Meteorological data fun (day 3)

Smári McCarthy included in English Programming

2022-01-12 535 words 3 minutes

Contents

I’m making some progress.

Naturally, I was being a bit dense by the end of the day yesterday. Of course Apache Arrow comes with Debian repositories and good instructions for installation. I mean, it’s not quite as good as just working™, but close enough. Solved.

I also read up on the GLib-bindings mechanism that they provide, which makes a lot of things easier. The Ruby bindings base off it, for instance, and probably the Python bindings too. But more on that later.

Speaking of Python bindings, pip install pyarrow was sufficient. I built a minimal transpose tool that takes the CSV output from wgrib2 and converts it to consolidated CSV, JSON or Parquet as desired.

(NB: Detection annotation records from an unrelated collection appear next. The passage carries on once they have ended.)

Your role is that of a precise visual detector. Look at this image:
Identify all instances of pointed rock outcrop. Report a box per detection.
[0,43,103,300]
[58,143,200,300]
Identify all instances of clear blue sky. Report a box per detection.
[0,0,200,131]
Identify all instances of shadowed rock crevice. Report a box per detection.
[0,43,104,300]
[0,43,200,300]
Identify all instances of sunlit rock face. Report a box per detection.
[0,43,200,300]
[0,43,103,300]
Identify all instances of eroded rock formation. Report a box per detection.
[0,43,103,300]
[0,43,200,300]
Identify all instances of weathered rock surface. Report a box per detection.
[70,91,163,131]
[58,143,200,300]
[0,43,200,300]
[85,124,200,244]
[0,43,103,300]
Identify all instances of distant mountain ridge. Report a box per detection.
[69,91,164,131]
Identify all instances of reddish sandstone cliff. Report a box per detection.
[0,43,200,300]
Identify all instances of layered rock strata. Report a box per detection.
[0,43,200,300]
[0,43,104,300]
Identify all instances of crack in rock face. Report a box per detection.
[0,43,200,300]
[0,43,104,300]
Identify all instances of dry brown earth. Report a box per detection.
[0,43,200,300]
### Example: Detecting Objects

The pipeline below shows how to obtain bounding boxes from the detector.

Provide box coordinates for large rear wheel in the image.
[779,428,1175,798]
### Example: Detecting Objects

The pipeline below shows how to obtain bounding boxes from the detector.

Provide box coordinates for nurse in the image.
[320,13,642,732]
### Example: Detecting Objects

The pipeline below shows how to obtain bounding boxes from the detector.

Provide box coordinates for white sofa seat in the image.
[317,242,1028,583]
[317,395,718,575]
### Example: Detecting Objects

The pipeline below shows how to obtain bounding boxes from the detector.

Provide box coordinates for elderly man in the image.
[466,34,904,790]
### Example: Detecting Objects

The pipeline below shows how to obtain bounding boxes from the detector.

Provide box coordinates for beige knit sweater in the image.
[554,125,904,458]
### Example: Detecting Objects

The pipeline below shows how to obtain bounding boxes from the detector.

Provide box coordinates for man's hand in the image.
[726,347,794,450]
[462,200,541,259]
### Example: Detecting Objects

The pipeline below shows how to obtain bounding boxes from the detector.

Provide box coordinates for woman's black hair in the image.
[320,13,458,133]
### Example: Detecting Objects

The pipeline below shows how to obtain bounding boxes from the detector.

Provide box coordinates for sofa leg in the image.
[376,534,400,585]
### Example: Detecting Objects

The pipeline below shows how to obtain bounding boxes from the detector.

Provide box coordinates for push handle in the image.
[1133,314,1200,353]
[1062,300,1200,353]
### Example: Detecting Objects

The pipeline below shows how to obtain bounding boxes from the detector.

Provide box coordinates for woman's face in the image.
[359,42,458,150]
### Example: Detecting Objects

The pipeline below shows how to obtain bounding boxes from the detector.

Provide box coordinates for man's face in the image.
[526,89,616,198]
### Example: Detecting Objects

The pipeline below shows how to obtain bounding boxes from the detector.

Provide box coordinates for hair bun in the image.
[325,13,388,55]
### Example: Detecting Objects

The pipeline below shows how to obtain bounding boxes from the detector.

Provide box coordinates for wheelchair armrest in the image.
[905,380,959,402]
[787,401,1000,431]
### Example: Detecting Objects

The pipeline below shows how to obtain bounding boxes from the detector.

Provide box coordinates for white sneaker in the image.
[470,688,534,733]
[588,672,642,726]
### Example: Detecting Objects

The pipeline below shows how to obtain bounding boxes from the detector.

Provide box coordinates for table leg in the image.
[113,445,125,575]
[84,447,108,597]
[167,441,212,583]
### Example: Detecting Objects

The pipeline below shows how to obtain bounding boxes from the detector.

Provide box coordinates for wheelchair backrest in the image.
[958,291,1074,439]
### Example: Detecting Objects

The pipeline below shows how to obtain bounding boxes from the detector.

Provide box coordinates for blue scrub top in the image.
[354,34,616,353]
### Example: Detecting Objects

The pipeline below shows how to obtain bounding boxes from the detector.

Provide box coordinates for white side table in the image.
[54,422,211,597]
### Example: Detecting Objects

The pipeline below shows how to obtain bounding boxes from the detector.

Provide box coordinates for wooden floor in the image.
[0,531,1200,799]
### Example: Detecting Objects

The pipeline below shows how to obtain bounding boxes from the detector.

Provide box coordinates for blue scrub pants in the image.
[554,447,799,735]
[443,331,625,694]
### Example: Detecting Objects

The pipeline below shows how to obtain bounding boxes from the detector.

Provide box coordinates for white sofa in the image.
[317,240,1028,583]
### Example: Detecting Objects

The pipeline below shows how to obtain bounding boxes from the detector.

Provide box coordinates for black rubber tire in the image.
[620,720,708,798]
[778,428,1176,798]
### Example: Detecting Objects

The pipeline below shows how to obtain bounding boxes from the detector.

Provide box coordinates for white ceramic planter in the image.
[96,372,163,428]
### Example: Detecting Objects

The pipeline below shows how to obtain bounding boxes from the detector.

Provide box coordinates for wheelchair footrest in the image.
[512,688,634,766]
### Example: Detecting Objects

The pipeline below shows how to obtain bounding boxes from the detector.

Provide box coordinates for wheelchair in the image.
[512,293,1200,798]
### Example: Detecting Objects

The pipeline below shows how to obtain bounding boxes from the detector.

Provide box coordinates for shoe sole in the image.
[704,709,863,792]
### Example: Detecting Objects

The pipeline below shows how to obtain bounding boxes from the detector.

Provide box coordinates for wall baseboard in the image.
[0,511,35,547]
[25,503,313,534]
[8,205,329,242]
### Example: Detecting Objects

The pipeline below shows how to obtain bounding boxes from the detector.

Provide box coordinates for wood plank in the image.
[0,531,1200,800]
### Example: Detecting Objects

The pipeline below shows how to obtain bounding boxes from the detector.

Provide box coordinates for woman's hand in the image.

The CSV version had a slight issue: because there may be multiple readings for one variable, this form of consolidation is a bit dumb. In practice, the data I’m working with has two readings for two variables, soil temperature and soil moisture, both sampled at 20cm and 100cm depth. Since I wasn’t going to be using the CSV output directly I didn’t care about this at first, but ultimately ended up fixing it for the variables I care about, at the cost of making the tool less generic. Now it’s right in CSV, JSON and Parquet.

Parquet schema

Parquet files contain a schema.

The Parquet schema I end up with is:

 1
 2
 3
 4
 5
 6
 7
 8
 9
10
11
12
13
14
15
16
17
18
19
20


required group schema {
  optional double latitude;
  optional double longitude;
  optional binary date (String);
  optional double icec;
  optional double wtmp;
  optional double cape;
  optional double tcwat;
  optional double tmp;
  optional double dpt;
  optional double skint;
  optional double sdwe;
  optional double tcdc;
  optional double sden;
  optional double salbd;
  optional double soilm20;
  optional double soilm100;
  optional double soilt20;
  optional double soilt100;
}

This could do with some fine tuning, but it’s good enough for now.

Conversion

The process is now:

1
2
3


wgrib2 2020-01-s2s.grib -csv 2020-01-s2s.csv
python s2s_transpose.py 2020-01-s2s.csv 2020-01-s2s.parquet --format parquet
rm 2020-01-s2s.csv

And boom. I have my data in a saneish format, albeit via an intermediary step that generates a lot of unnecessary data in a slow way. But all for the cause, right?

I decided at this point that it would be nice to be able to pull this into PostgreSQL too for some quick and dirty work. Thankfully the CSV version was fine for that (and the Parquet schema is practically identical to the SQL tables).

Some statistics: Starting with a 257MB GRIB file, wgrib2 expanded that to 9.3GB of CSV. s2s_transpose made from that:

A 45MB parquet file
A 244MB “tabular” CSV file

The entire process is dumb and painful, but c’est la vie. I do quite like the compression ratio on the parquet file, and I’m also super amused that the CSV ended up being smaller than the GRIB once all the redundancy was eliminated.

The final thing was to automate the process and pull in a year’s worth of weather averages. Of course it couldn’t be quite that easy, because there is some overlap between the monthly data files. Why January data should contain the 4th of February is beyond me, but fine.